A THROW OF THE DICE
There is probably no street in the world that has the same number and style of restaurants as Broadway, New York, especially the kind that are within the bounds of the Tenderloin. Chuck Conners would call them feed joints; the irreverent might refer to them as hash houses, and the slangy man or woman who wanted to designate them might be pardoned for dubbing them lobster palaces. But there would be a lot of sense and reason in the last if you were only on, or took the time to think it over.
There is nothing to them in the daytime, and the heavily carpeted floors and snowy-clad tables burdened with silver and glass are practically out of commission. There are a few waiters on duty, but no one ever heard of them being overworked, even with the rush of the merry-merry after a matinee.
These money-makers begin to rouse up a bit about the time the average man of business affairs is finishing his quiet dinner at home, but the time to go there if you want to see things, and by things I mean the sights and celebrities, is after the theatres have let out the evening performance. Then, if you amount to anything, you will have a table where you can see and be seen, and you will feast upon a bite that will cost you nothing less than a ten-dollar bill, not including wine.

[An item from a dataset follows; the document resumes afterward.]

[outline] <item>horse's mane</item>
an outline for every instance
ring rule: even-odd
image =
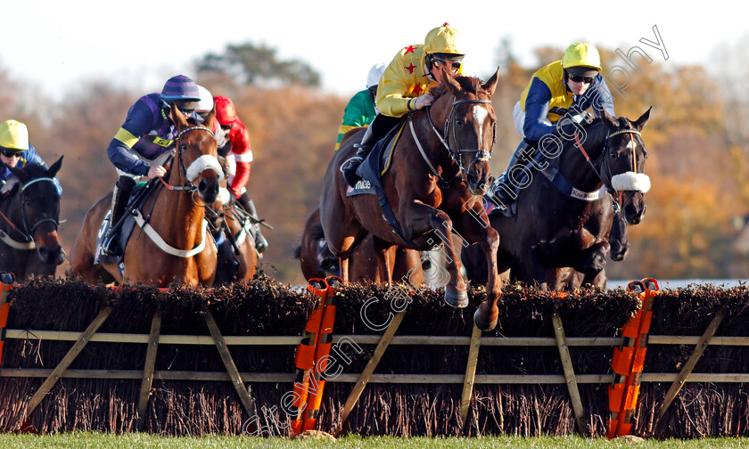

It’s only a dream after the lobster course
The shining lights of this world are in a class by themselves, and include the bookmaker with a loud voice—a trifle heavier than his bank roll; the gambler, soft of hand and manner; the sport who has done something or other at some time or other to entitle him to a passing recognition; the detective sergeant, who is a necessary evil, and who mixes in for business purposes of his own, and not for the purpose of doing the work for which he is paid by the city; then, last of all, the actor—star or semi-star.
They order as if the cooks in all the world were working for them alone, and the waiters were employed for their exclusive benefit. They are epicures and gourmets by force of circumstances, and the circumstances are a roll of bank bills about the size of a man’s wrist. Most of them have risen to a mushroom-like affluence.
The money came quickly, and they are spending it just as quickly.